Solar power

174 PW of solar radiation ( insolation ) is constantly entering the upper layers of the Earth’s atmosphere ^[1] . About 6% of insolation is reflected from the atmosphere , 16% is absorbed by it. The middle layers of the atmosphere, depending on weather conditions (clouds, dust, atmospheric pollution) reflect up to 20% of insolation and absorb 3%.

The atmosphere not only reduces the amount of solar energy reaching the Earth’s surface, but also diffuses about 20% of what is coming in and filters out part of its spectrum. After passing through the atmosphere, about half of the insolation is in the visible part of the spectrum . The second half is mainly in the infrared part of the spectrum. Only an insignificant part of this insolation is accounted for by ultraviolet radiation ^{[2] [3]} .

Solar radiation is absorbed by the surface of the land, oceans (covering about 71% of the surface of the globe) and the atmosphere. The absorption of solar energy through atmospheric convection , evaporation and condensation of water vapor is the driving force of the water cycle and controls the winds. Sun rays absorbed by the ocean and land maintains the average temperature on the Earth's surface, which is now 14 ° C ^[4] . Thanks to plant photosynthesis , solar energy can be converted into chemical energy, which is stored in the form of food, wood and biomass, which ultimately turns into fossil fuels ^[5] .

Solar energy is a source of wind, water, sea heat, biomass, and the cause of the formation of peat, brown and hard coal, oil and natural gas for millennia, but this is indirect energy and accumulated over thousands and millions of years. The energy of the Sun can be used directly as a source of electricity and heat. To do this, create devices that concentrate the energy of the Sun in small areas and in small volumes.

The total amount of solar energy absorbed by the atmosphere, the surface of the land and the ocean is approximately 3,850,000 exajoules (EJ) per year ^[6] . In one hour, it gives more energy than the whole world used in the whole of 2002 ^{[7] [8]} . Photosynthesis takes about 3,000 EJ per year for biomass production ^[9] . The amount of solar energy that reaches the earth’s surface is so large that in a year it will approximately double the total energy that could potentially be generated from all non-renewable sources: coal, oil, uranium ores ^[10] .

The amount of solar energy that a person can potentially use is different from the amount of energy that is near the earth's surface. Factors such as the change of day and night, cloudiness and the accessible land surface reduce the amount of energy suitable for use.

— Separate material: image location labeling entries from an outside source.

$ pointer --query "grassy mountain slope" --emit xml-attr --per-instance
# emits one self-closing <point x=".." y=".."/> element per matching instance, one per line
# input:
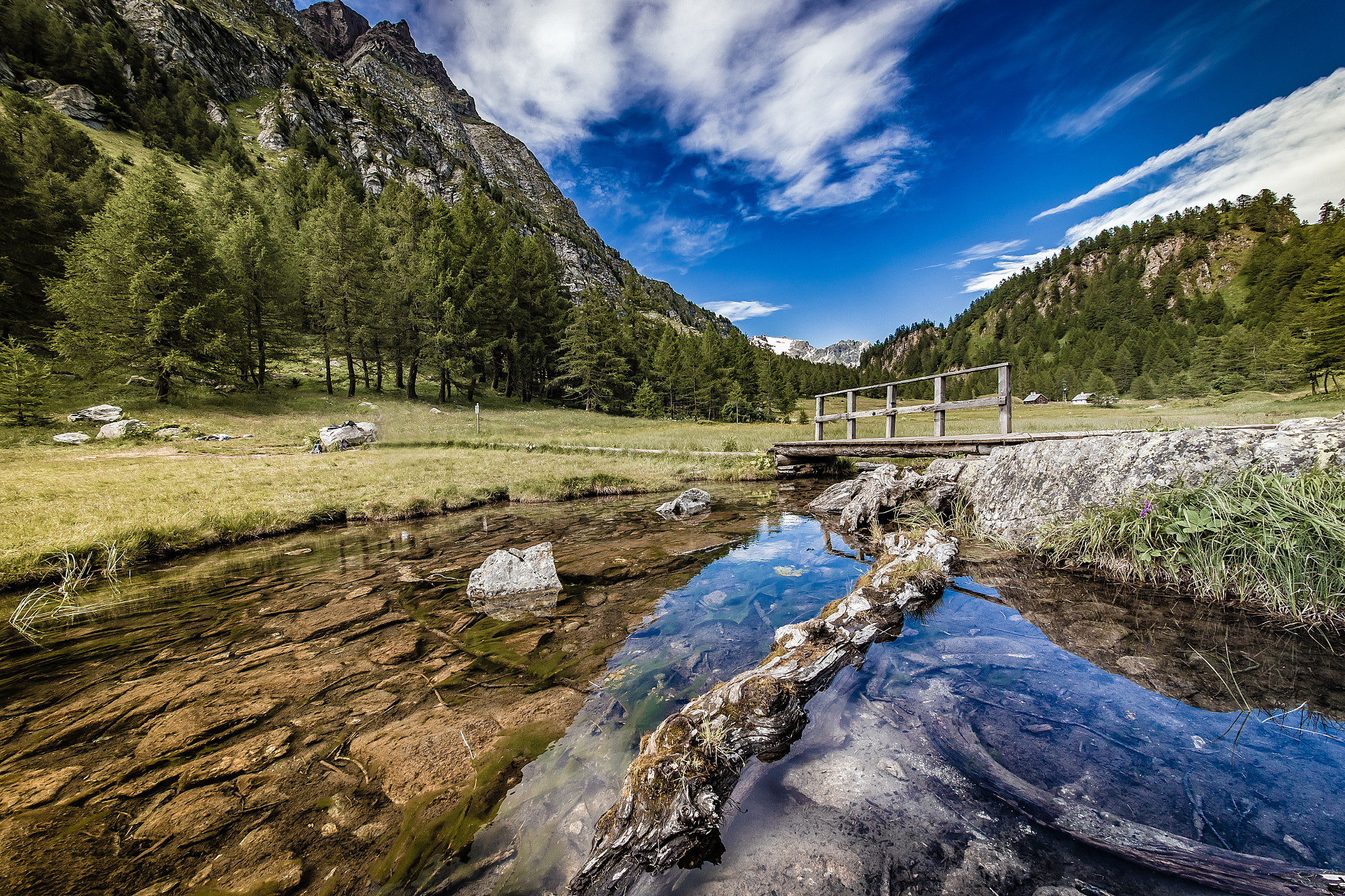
<point x="250" y="82"/>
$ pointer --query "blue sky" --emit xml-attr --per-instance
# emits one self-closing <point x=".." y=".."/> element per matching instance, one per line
<point x="861" y="164"/>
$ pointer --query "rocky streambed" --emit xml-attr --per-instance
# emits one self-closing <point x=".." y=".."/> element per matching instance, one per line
<point x="334" y="714"/>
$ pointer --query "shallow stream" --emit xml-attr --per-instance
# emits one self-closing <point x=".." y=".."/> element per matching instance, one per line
<point x="315" y="711"/>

The geographical position affects the energy potential, since closer to the equator, the regions receive more solar radiation. However, the use of photovoltaic devices, which can change their orientation in accordance with the position of the Sun in the sky, can significantly increase the potential of solar energy in areas remote from the equator. ^[15]

Accessibility of land significantly affects possible energy production, since solar panels can only be installed on lands that are suitable for this and are not used for other purposes. For example, a suitable place for installing steel roof panels ^[15] .

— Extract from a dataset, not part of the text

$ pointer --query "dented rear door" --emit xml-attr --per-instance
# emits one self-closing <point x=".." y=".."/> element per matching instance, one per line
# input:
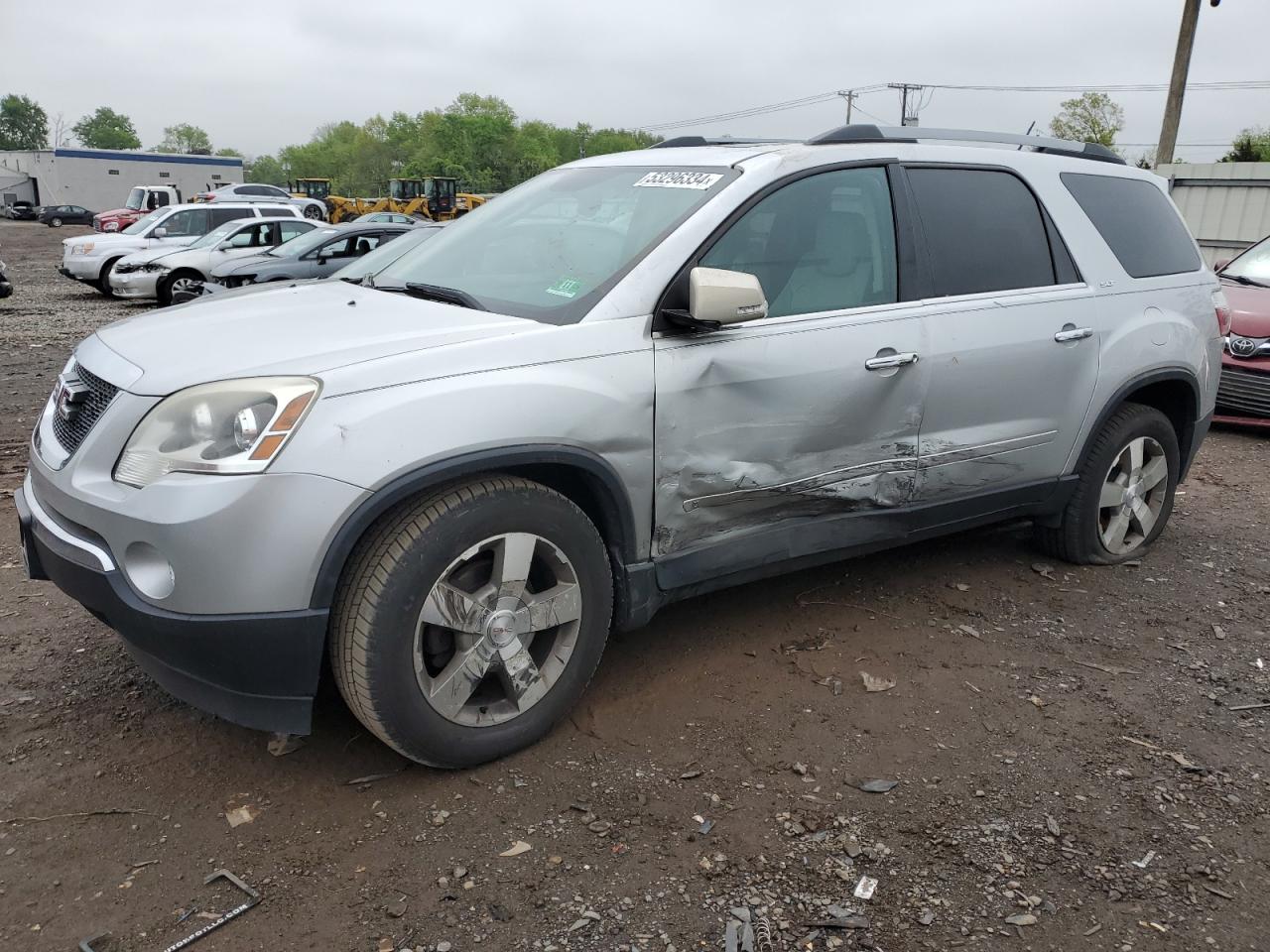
<point x="807" y="416"/>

Solar systems are divided into active and passive, depending on the method of absorbing solar energy, its processing and distribution.

Active solar technology uses photovoltaics, concentrated solar energy , solar collectors , pumps and fans to turn solar radiation into a useful energy output. Among passive solar technologies: the use of materials with favorable thermal characteristics, the design of rooms with natural air circulation and the favorable location of buildings relative to the position of the Sun. Active solar technologies increase energy supply, while passive technologies reduce the need for additional energy sources ^[16] .

In 2000, the United Nations Development Program , the United Nations Department of Economic and Social Affairs and the World Energy Council published an assessment of the potential of solar energy that humanity can produce, taking into account factors such as insolation, cloud cover and available land surface. The assessment showed that the global potential of solar energy is 1.575–49.837 EJ per year "(see table below)" ^[15] .

At this time, heating devices are operating that accumulate the energy of the Sun, as well as prototypes of electric motors and cars that use the energy of the Sun.

Solar energy is believed to be no more than 1% of the total energy used by the end of the century. Back in 1870, a solar water desalination plant was built in Chile, which produced up to 30 tons of fresh water per day and worked for more than 40 years. Thanks to the use of heterojunctions, the efficiency of solar cells already reaches 25%. The production of solar panels in the form of a long polycrystalline silicon tape, which have an efficiency of more than 10%, has been established.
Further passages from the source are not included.